Raccoglie fondi per i disabili, ma la Onlus è falsa: fermato per truffa un 54enne

Con un tesserino contraffatto e una finta storia girava i negozi del biellese. Tradito dalla segnalazione di un negoziante che non ha abboccato al raggiro

Mostrava un tesserino falso, parlava a nome di una Onlus inesistente e chiedeva offerte per acquistare un mezzo per l'assistenza ai disabili, ma era solo un raggiro. Un uomo di 54 anni, residente nel Torinese, è stato fermato e denunciato a piede libero dai Carabinieri a Camandona, nel biellese, con l'accusa di truffa, tentata truffa, sostituzione di persona e falsità materiale. L'uomo è stato bloccato a bordo della sua auto subito dopo essere riuscito a farsi consegnare del denaro da un'attività della zona.

Secondo quanto ricostruito, il cinquantatreenne si è presentato nel piccolo comune di Camandona e ha iniziato a girare tra i negozi presentandosi come operatore della "A.I.U.T.O. invalidi civili di Biella", un'associazione che i successivi controlli hanno rivelato essere del tutto inventata. Per accreditarsi agli occhi dei commercianti, l'uomo utilizzava un tesserino cartaceo contraffatto, su cui aveva spillato la propria foto e inserito dei finti numeri verdi di riferimento.

Il primo tentativo è andato a vuoto in un negozio di alimentari della frazione Bianco, dove il titolare, insospettito, ha rifiutato l'offerta e ha allontanato l'uomo. Poco dopo, il cinquantatreenne si è spostato in un vicino ristorante: in questo caso la titolare ha creduto alla raccolta fondi e gli ha consegnato 20 euro in contanti.
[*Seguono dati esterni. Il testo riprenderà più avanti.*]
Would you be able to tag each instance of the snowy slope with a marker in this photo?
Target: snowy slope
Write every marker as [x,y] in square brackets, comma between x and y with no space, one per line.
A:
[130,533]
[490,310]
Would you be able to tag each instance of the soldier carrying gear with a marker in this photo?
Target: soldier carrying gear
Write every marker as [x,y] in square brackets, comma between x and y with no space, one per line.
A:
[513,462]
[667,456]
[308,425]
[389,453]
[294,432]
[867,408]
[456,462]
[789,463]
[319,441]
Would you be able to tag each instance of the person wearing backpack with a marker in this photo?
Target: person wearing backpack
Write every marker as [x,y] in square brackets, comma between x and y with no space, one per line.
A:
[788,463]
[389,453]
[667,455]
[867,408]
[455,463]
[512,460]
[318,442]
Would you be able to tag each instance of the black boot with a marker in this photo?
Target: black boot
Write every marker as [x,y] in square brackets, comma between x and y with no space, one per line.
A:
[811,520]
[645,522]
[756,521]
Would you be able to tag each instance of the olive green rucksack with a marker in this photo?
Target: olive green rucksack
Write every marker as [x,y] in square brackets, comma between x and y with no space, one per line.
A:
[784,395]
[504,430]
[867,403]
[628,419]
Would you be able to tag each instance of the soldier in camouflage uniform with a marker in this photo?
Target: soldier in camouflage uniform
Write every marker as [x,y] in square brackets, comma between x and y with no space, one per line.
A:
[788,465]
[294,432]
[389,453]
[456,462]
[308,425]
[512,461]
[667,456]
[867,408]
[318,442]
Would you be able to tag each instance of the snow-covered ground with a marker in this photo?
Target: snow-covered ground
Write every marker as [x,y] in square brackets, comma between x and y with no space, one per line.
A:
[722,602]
Le segnalazioni sul comportamento sospetto dell'uomo sono però arrivate rapidamente ai Carabinieri della Stazione di Valle Mosso, che hanno attivato le ricerche sul territorio. Una pattuglia ha individuato la vettura del sospettato e lo ha fermato per un controllo.

Dalle verifiche è emerso che l'uomo aveva già a suo carico diversi precedenti per reati contro il patrimonio commessi con modalità simili. All'interno dell'auto e a seguito della perquisizione personale, gli investigatori hanno trovato e sequestrato il falso tesserino e circa 150 euro in banconote di piccolo taglio, considerati il frutto delle donazioni raccolte nella giornata.

Dopo la formale denuncia presentata dai commercianti, il 54enne è stato segnalato alla Procura della Repubblica di Biella. Nei suoi confronti è stata inoltre avanzata alla Questura la proposta per l'applicazione del foglio di via obbligatorio, misura che gli impedirà di tornare nel territorio della provincia biellese.